Thursday 21 October 2010

MILLAZ LAKSA(Coconut milk curry noodles)


http://3.bp.blogspot.com/_WJjc0N1hIH4/SdCeRUxvXbI/AAAAAAAAFxQ/vXd6_8MiP9Q/s400/laksa.JPG




Garnish with coriander leaves and squeeze a lime over the soup before eating. This is the Recipe for Milla laksa  which I cooked.Its make you want eat more if u try this laksa..You can't  feel your ear when you try millaz laksa (coconut milk noodels) its delicious than other laksa.,
  • 750 grammes of Bee Hoon (rice vermicelli) (soaked)
  • 1.2 kilogrammes of medium-sized prawns 
  • 6 piece fresh fish balls (wash and slice into two)
  • 2 large squid(cut and clean)
  • 1.5 kilogramme chicken (whole bird breast)
  • 5 eggs
  • 500 grammes of bean sprouts
  • 16 to 20 pieces of lime
  • 900 grammes of Sarawak Laksa paste
  • 2Piece of  fresh fry beancurd (slice thinly)
  • Coconut milk from 1 1/2 coconuts (about 300 ml)
  • Salt and chicken powder stock to taste (a pinch)
  •  .Coriander leaves (for garnishing)
  •  20bowls of water(clean water)
Beat eggs and fry them thinly on a frying pan. Cut into strips. Set aside.
Boil 4 litres of water in a stock pot. Upon boiling, add 2 teaspoons of salt followed by prawns. Boil the prawns till they start to float indicating that they are cooked. Remove the prawns and let it cool.
Separately, boil 4 litres of water in another stock pot.

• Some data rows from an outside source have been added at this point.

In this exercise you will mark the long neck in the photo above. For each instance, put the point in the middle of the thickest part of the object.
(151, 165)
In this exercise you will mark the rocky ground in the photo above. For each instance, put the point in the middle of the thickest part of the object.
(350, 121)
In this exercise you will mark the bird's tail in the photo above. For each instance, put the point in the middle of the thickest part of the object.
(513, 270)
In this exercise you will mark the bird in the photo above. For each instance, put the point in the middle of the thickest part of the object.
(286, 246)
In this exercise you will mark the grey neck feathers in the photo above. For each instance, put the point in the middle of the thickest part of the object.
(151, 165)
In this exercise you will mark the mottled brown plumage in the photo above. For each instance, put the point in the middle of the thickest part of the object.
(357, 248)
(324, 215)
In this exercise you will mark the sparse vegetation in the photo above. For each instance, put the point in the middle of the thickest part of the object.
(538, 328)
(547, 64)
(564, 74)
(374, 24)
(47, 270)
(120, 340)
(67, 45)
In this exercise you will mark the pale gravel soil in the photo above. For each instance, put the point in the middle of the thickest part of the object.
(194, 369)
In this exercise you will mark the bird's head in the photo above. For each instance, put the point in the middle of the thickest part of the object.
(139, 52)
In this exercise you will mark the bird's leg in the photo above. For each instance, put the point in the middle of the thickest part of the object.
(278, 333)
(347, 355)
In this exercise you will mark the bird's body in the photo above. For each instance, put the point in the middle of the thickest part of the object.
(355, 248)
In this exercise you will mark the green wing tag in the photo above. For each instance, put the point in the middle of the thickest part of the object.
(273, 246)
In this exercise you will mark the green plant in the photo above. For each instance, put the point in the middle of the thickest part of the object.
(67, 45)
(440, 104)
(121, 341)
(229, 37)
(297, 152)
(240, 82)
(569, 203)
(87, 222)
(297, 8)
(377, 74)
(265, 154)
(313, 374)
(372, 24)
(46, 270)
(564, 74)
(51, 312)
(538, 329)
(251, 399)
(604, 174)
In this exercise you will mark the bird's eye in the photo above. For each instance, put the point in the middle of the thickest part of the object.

Upon boiling, add 2 teaspooons of salt followed by the chicken. Boil till chicken is thoroughly cooked. Remove chicken and let it cool.
Remove head and shell from prawn. Put back the prawn into the first pot, cover lid and continue boiling for at least 2 minutes  on medium heat. Place prawn aside.
Remove chicken meat from bones and shred the meat using fingers. Put back the chicken bones into the second pot, cover lid and continue boiling for at least 2 hours on medium heat. Place shredded chicken meat aside.
Once both stock are cooked, Combine the stock into one pot. Add  Laksa  paste and let it boil at medium to high heat for at least 30 minutes.
Using freshly boiled water, blanch the beansprouts in 3 batches for 1 minute each. Drain beansprouts and set aside.
Next, cook the pre-soaked beehoon in 4 to 5 batches by blanching them in boiling water for at least 1 minute. Drain and set aside.
After the Laksa paste has been left boiling for at least 30 minutes, turn off heat and sieve and remove the spice from the stock. Bring the stock (now laksa soup) to boil again. Turn off heat and add coconut milk gradually whilst stirring. Add salt and chiken stock recomended (chicken stock powder) to taste.
To serve, first place cooked beehoon on a bowl. Add beansprouts, shredded chicken, prawns and egg strips.slice fresh beancurd,squid,fresh fish ball Then pour the laksa soup over the ingredients.garnishing with coriander leaf.and enjoyed it while the laksa hot..
It is not recommended that the laksa be kept overnight as coconut milk is used.becouse of the  freshness and the fragrance will be roten and it might cause a food poison.